Everything you need to know about visiting the island of the Gods.

Drawing 12 million visitors every year, Bali’s coasts are fringed with inviting white and black sands, as well as enviable surf conditions. Inland, the island houses enchanting volcanic hillsides, ancient temples and sacred sites, and a party landscape that can only be defined as infamous. Whether you choose to stay in the thick of things or wander the road less traveled, Bali is truly a paradise on Earth.

Find a cheap flight to Bali

Documents to get through immigration and customs in Bali

Once your plane touches ground in beautiful Bali, you’ll still have one more thing to do before you’re allowed to explore the Indonesian island — getting through customs. It may sound like a to-do, but if you get all of your documents in order, you’ll be all set. Here’s what you’ll need to have:

  • Passport. Your passport must remain valid for six months from the date you’re departing Bali or you will not be granted entry into the country. Also, be sure there is an empty page for the visa stamp.
  • Visa or visa on arrival. US citizens can visit Bali with a free visa that is valid for 30 days with no extensions. If you opt for a visa on arrival, you’ll be subject to a $35 fee, valid for 30 days with the option to pay for a one-time extension.

If you plan on staying longer than 30 days, be sure to extend your visa as you’ll incur some hefty fines for overstaying — $73.50 for each day!

What to know when you get to Bali

You’ll be in a completely different part of the world, meaning you’ll have to adjust to the way of a life so you don’t look like such a camera-touting tourist. Here a few tips to make your Bali vacation a breeze.

  • Dress appropriately. You’re on vacation, but that doesn’t mean a bathing suit is going to cut it everywhere you go. Restaurants and nightclubs will typically have a dress code, so pack some semi formal nightwear.
  • Keep an eye out for animals. If you run into an animal that appears to be wild or stray, it’s in your best interest to keep some distance. You may want to get the perfect selfie with a monkey, but you probably don’t want to risk getting a disease or rabies.
  • Respect the law and religion. If you don’t comply with the law, you’ll likely be fined — so don’t argue with police officers. As for religion, if you’ll be visiting any sort of holy site, dress modestly and act appropriately.
  • Rainy season. In Bali, this is referred to as low season — between January to April and October to November. You’ll likely find discounted trips to Bali around this time of year, but you should know that some afternoons will be rainy.
  • Bargaining is OK. Any informal market or service where prices aren’t set in stone are up for bargaining. If haggling is your game, remember to be respectful. And if you can’t happily agree on a price with a vendor, thank them and walk away.
  • Local slang. If you’ll be interacting with locals, it wouldn’t hurt to know some common slang. Selamat pagi means good morning, tolongmeans please and terima kasih means thank you.

Spending money in Bali

First, bring some cash over with you so you can purchase your visa on arrival. Next, you should know that the currency used in Bali is Indonesian rupiah (IDR).

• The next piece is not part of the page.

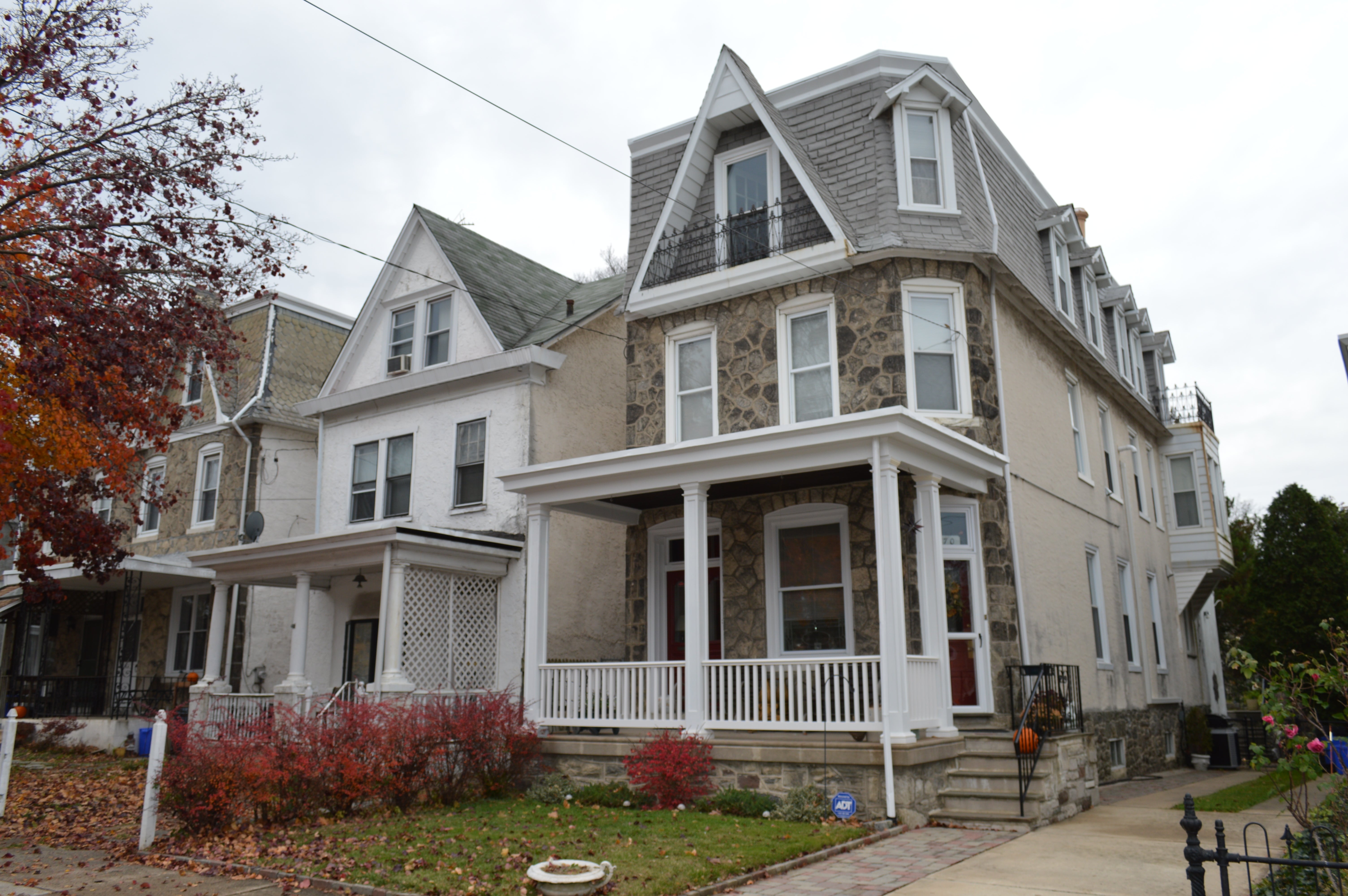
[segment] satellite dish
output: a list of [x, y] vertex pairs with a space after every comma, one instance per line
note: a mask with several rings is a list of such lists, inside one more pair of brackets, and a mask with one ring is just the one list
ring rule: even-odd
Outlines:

You can either exchange your cash with a bank or money changer, or you could withdraw local money from an ATM with a top travel-friendly debit card. Most ATMs will only allow you to take out a maximum of 3,000,000 IDR (roughly over $200). If you prefer spending with plastic, Visa and MasterCard are widely accepted, just make sure you bring a travel-friendly credit card to beat the extra fees. However, having extra cash is always a smart move, as not every location is going to accept credit cards.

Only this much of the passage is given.